Don’t Fall into the Agentic Trap

Peter’s core message: Don’t fall into the “agentic trap.”

“I see too many people on Twitter discover agents are powerful, then want to make them more powerful, then fall down the rabbit hole. They build complex tools to speed up workflows, but end up just building tools, not building anything truly valuable.”

What drives him crazy lately is an orchestration system called Gastown:

“A super complex orchestrator running a dozen or twenty agents simultaneously, communicating with each other, dividing work. Watchers, overseers, a mayor… I call this project ‘Slop Town.’”

And RALPH mode (fire-and-forget single-task loops):

“This is the ultimate token burner. You let it run overnight, and next morning you get ultimate slop.”

The core problem: These agents don’t have taste yet.

“I don’t know how you can make something good without feeling, without taste being involved.”

Peter Yang summarized: A lot of people run AI for 24 hours not to build apps, but to prove they can run AI for 24 hours.

“It’s like a comparison contest with no reference point.
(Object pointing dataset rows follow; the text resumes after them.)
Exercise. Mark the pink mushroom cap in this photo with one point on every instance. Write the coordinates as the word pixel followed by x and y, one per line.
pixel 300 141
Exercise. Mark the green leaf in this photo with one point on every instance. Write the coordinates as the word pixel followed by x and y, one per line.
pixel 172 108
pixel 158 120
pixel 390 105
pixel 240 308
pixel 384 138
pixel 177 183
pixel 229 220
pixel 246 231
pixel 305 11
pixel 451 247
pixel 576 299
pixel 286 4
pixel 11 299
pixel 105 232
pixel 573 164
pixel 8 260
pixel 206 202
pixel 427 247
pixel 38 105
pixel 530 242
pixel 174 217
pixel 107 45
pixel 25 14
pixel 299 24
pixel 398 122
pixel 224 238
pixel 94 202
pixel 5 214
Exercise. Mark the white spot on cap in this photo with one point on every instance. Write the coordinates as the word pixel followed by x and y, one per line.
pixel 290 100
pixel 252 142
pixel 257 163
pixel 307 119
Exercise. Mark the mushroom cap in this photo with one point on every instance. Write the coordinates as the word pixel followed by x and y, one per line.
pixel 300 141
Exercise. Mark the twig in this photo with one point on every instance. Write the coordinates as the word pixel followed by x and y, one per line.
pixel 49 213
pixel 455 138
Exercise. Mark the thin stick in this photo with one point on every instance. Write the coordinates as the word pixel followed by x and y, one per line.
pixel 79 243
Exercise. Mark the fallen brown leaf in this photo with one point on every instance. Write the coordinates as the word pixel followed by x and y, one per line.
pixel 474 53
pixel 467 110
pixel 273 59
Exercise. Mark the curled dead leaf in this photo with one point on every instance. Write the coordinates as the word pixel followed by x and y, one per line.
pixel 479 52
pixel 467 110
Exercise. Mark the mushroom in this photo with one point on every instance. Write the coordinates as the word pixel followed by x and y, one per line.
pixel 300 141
Being able to build everything doesn’t mean you should, and doesn’t mean it will be good.”


Plan Mode is a Hack

On plan mode, Peter has a controversial take:

“Plan mode is a hack Anthropic had to add because the model is too impulsive, it just jumps straight into coding. If you use the latest models like GPT 5.2, you just talk to it. Discuss requirements, debate approaches, reach consensus, then start building.”

He doesn’t type, he talks:

“I speak to it most of the time.”


No MCP, No Complex Orchestration

“My skills are mostly life skills: logging meals, grocery shopping, that kind of thing. Very few for programming, because I don’t need them. I don’t use MCP, I don’t use any of that stuff.”

He doesn’t believe in complex orchestration systems:

“I’m in the loop, I can make products that feel better. Maybe there’s a faster way, but I’m already so fast that the bottleneck isn’t AI anymore—I’m mainly limited by my own thinking speed.”


Core Takeaway

Peter Steinberger’s core message can be summarized in two sentences:

  1. AI is now powerful enough to replace 80% of the apps on your phone
  2. But without human taste and judgment in the loop, the output is slop

These two statements seem contradictory but point to the same conclusion: AI is leverage, not replacement. It amplifies what you already have: systems thinking, architecture skills, intuition for good products. If you don’t have these, running agents in parallel for 24 hours just mass-produces slop.

His own practice is the best proof: a 20-year iOS veteran built a 300,000-line TypeScript project in a few months, not by learning new language syntax, but by leveraging language-agnostic skills.

“Programming languages don’t matter anymore. What matters is my engineering mindset.”